The Governor of the Bank of Greece, Giannis Stournaras, called on the banks to be constantly vigilant and take more intensive action to further reduce red loans, strengthen the capital base and utilize the increased liquidity to provide loans to the real economy.
Speaking at the annual general meeting of the bank’s shareholders on Thursday at noon, he noted that in the current environment of changing financial conditions, Greek groups have to face significant challenges.
According to the Governor, these are the following:
New non-performing exposures (NPLs) that may arise after the withdrawal of government support measures for debtors, but also due to high inflation
The obligation to cover the Minimum Equity Requirement and Eligible Liabilities (MREL)
The need to absorb the effects of the International Financial Reporting Standard 9
The consequences of climate change
The adoption of new, digital technologies
“It is becoming clear that constant vigilance and more intensive action is required on the part of the banks in order to further reduce the NPLs, strengthen their capital base and utilize the increased liquidity,” the central banker said.
The 2021 report
According to the Governor’s 2021 Report released today, the key developments in the banking sector are:
Credit expansion
In 2021, the increase of bank financing to the private sector continued, with the help of the facilitative monetary policy and the support from the programs of the Hellenic Development Bank (EBA) and the European Investment Bank (EIB).
The twelve-month growth rate of bank financing, although slowing down, stood at 3.7% in December 2021, compared to 10% in December 2020.
The funds available to EBA and EIB were lower than in 2020, but their impact was very significant, as they supported 1/3 of loans to businesses (mainly small and medium-sized) and self-employed.
Deposits
The rise in personal bank deposits continued in 2021, with a cumulative increase of 16.2 billion euros, lower than in 2020 (20.6 billion euros), but much higher than before the pandemic.
Capital adequacy
The Common Shares Capital Index and the Banks Overall Capital Index fell due to losses from sales and securitization of non-performing loans (NPLs).
“Given the relatively low quality of banks’ funds, as most of the total regulatory equity concerns deferred tax assets (64%), qualitative and quantitative strengthening of the capital base and improvement of organic profitability is required,” the Bank of Greece notes.
It is positive, however, that banks have begun efforts to strengthen their capital base through share capital increases and the issuance of bonds.
Finally, the BoG notes that there is a strengthening of the interconnection of the banking system with the State, as the risk exposure, ie the total exposures to the central government, amounted to 22.5% at the end of 2021 as a percentage of their total assets. banks and 38.7% of GDP.
Non-performing loans
The stock of non-performing loans declined further in 2021, mainly through sales of loans amounting to 27.5 billion euros with the utilization of the state guarantee program in loan securitizations, known as “Hercules”.

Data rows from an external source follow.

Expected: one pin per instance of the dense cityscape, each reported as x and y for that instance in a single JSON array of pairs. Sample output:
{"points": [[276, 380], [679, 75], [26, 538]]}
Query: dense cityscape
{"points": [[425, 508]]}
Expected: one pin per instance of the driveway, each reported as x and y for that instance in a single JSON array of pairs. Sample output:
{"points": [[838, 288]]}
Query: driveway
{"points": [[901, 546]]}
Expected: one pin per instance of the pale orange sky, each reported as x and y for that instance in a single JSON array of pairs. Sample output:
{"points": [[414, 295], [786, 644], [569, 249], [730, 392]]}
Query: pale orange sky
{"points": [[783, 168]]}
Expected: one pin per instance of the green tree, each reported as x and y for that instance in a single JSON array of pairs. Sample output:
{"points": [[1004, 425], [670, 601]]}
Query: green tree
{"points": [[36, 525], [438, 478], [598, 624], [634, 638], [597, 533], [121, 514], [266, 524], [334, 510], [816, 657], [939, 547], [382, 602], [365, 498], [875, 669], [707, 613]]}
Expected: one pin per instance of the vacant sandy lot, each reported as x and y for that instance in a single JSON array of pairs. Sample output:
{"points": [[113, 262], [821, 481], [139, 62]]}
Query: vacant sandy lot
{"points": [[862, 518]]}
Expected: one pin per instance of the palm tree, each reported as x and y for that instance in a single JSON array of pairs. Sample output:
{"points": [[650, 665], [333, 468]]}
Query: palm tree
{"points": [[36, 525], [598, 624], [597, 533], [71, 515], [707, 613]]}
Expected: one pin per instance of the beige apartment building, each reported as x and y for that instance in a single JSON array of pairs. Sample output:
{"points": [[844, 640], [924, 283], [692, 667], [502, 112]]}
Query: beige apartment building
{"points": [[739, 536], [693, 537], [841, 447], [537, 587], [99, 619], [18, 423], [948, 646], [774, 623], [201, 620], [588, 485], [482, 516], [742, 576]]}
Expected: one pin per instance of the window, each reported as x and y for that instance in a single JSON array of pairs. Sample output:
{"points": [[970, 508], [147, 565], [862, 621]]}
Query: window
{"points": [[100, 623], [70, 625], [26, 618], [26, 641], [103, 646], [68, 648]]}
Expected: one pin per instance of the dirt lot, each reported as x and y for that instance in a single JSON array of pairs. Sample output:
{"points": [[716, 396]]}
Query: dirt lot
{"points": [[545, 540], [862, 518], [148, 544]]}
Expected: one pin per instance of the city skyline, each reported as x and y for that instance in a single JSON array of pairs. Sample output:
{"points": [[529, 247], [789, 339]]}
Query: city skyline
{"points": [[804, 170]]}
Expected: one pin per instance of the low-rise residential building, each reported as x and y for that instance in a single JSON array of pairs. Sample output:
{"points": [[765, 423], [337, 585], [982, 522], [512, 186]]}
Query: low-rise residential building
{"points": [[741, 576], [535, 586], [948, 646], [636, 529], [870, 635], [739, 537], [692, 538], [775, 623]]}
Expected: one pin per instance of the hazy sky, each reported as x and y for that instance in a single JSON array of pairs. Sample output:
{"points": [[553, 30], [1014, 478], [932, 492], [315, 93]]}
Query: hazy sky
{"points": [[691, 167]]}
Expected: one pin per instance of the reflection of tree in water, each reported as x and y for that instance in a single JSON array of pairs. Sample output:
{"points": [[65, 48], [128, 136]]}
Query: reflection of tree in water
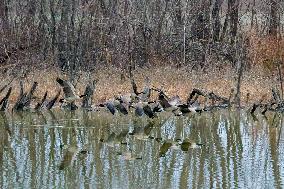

NPLs at the end of December 2021 amounted to 18.4 billion euros, down by 28.8 billion euros compared to the end of December 2020.
This development has led to an improvement in the quality of banks’ assets, reducing risk costs and increasing profit margins.

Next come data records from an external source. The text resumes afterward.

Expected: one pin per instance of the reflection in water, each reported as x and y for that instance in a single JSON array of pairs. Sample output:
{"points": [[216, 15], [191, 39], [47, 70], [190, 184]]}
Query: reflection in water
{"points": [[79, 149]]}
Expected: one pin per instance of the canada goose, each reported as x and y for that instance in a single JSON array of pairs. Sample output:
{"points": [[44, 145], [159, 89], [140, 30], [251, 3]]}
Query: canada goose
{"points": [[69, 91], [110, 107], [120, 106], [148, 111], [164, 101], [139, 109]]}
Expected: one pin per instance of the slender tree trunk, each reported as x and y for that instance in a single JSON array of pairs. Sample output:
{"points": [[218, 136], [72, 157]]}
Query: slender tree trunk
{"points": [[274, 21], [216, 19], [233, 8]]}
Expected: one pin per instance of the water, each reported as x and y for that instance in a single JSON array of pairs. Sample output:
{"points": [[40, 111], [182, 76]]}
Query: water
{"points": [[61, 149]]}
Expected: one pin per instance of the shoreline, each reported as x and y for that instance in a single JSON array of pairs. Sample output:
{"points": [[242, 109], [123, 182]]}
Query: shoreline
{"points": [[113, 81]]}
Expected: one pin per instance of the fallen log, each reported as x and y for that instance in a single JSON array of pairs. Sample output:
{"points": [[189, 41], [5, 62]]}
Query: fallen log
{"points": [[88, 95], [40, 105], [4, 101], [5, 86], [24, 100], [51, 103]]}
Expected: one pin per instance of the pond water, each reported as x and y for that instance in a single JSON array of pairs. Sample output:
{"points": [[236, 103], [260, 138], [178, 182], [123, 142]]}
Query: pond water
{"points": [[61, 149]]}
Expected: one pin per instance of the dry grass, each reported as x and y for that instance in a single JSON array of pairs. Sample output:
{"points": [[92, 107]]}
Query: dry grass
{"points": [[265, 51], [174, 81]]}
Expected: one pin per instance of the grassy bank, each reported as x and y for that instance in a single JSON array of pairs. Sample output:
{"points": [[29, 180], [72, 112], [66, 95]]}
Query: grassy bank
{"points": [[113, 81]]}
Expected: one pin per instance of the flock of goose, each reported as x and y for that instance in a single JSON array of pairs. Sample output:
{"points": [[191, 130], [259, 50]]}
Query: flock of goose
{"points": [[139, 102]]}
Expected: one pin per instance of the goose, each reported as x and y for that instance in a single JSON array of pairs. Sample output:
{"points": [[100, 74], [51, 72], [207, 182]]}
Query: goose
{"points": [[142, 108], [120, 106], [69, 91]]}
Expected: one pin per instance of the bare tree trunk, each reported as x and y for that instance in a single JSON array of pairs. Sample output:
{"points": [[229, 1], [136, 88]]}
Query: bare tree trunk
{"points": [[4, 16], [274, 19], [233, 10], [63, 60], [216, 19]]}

However, the stock of NPLs as a percentage of total loans (12.8%) remains much higher than the EU average (2.1%).
About 39% of all NPLs are regulated. However, a high percentage of loans in regulated status was again delayed.
It is estimated that, due to the pandemic but also the high inflation, an additional percentage of regulated loans may be recorded as MES in 2022.
As the reduction of NPLs was achieved mainly through securitization and transfer to investment funds, the amount of NPLs continues to burden the real economy and put a large number of debtors out of bank financing.